BERGAMO. "Non vi è sera" che Massimo Bossetti, nella sua cella nel carcere di via Gleno a Bergamo, in cui si trova dal 16 giugno del 2014, non preghi per Yara Gambirasio, la tredicenne che è accusato di aver ucciso: "Perchè chi ha fatto questo ha fatto una brutalità che le ha strappato la sua innocente quotidianità".
E' quando cominciano a interrogarlo i suoi avvocati, Claudio Salvagni e Paolo Camporini, che il carpentiere di Mapello tocca le corde dell'emozione e, mentre parla della sua detenzione, gli si riempiono gli occhi di lacrime. L'unico imputato per l'omicidio della tredicenne di Brembate di Sopra comincia a parlare del suo fermo, nel cantiere di Seriate. "Arrivarono in 40, neanche per Totò Riina. Ebbi paura, stavo per svenire, non stavo scappando".

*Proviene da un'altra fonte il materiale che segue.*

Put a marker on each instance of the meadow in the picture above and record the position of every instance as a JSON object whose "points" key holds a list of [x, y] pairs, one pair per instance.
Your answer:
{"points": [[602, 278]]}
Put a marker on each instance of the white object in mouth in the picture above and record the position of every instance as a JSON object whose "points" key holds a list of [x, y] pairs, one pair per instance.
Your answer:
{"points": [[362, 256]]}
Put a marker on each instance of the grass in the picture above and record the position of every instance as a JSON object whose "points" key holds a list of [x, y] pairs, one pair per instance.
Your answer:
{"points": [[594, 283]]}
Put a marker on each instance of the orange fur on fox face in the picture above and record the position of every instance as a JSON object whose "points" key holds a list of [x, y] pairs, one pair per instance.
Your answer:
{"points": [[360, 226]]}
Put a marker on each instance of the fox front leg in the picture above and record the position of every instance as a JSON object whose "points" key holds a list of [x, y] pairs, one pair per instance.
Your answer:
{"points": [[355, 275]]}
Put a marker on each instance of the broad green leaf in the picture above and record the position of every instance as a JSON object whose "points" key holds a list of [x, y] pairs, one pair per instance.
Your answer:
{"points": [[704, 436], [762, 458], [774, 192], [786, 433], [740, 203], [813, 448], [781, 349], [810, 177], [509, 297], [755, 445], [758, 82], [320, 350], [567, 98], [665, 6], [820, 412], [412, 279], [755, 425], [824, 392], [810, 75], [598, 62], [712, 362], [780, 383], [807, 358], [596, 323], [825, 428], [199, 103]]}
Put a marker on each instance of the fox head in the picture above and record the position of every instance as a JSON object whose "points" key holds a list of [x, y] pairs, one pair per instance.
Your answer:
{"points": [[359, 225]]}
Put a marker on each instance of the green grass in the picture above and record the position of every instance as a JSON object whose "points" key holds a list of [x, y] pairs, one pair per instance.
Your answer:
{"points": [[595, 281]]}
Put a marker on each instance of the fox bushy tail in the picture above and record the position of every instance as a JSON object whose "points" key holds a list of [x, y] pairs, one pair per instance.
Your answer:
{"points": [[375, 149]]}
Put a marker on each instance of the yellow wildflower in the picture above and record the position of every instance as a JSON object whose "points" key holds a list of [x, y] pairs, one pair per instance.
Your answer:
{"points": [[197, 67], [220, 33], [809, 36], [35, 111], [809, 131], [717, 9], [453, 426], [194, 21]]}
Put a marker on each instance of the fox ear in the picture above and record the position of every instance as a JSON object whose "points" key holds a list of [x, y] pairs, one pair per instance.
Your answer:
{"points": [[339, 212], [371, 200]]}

Poi il carcere, in isolamento e in sezione, dove non voleva andare per la sua "incolumità". "Sputi, insulti" da parte degli altri detenuti e "pressioni", da chi non lo dice espressamente, per farlo confessare, ma "un innocente su che cosa può cedere?". Racconta di aver tentato il suicidio (circostanza a suo tempo seccamente smentita dai sindacati della Polizia penitenziaria e che non trovò conferma presso l'Amministrazione penitenziaria).
"Vedevo tutti i giorni in tv la mia fotografia accanto a quella della ragazza - racconta Bossetti -. Tentai il suicidio ma continuavo a guardare l'unica fotografia che avevo in cella: quella della mia famiglia". Amara la considerazione del legale di parte civile della madre di Yara, Andrea Pezzotta, sui pensieri rivolti da Bossetti a Yara: "Difficile riuscire a stare ascoltare queste cose".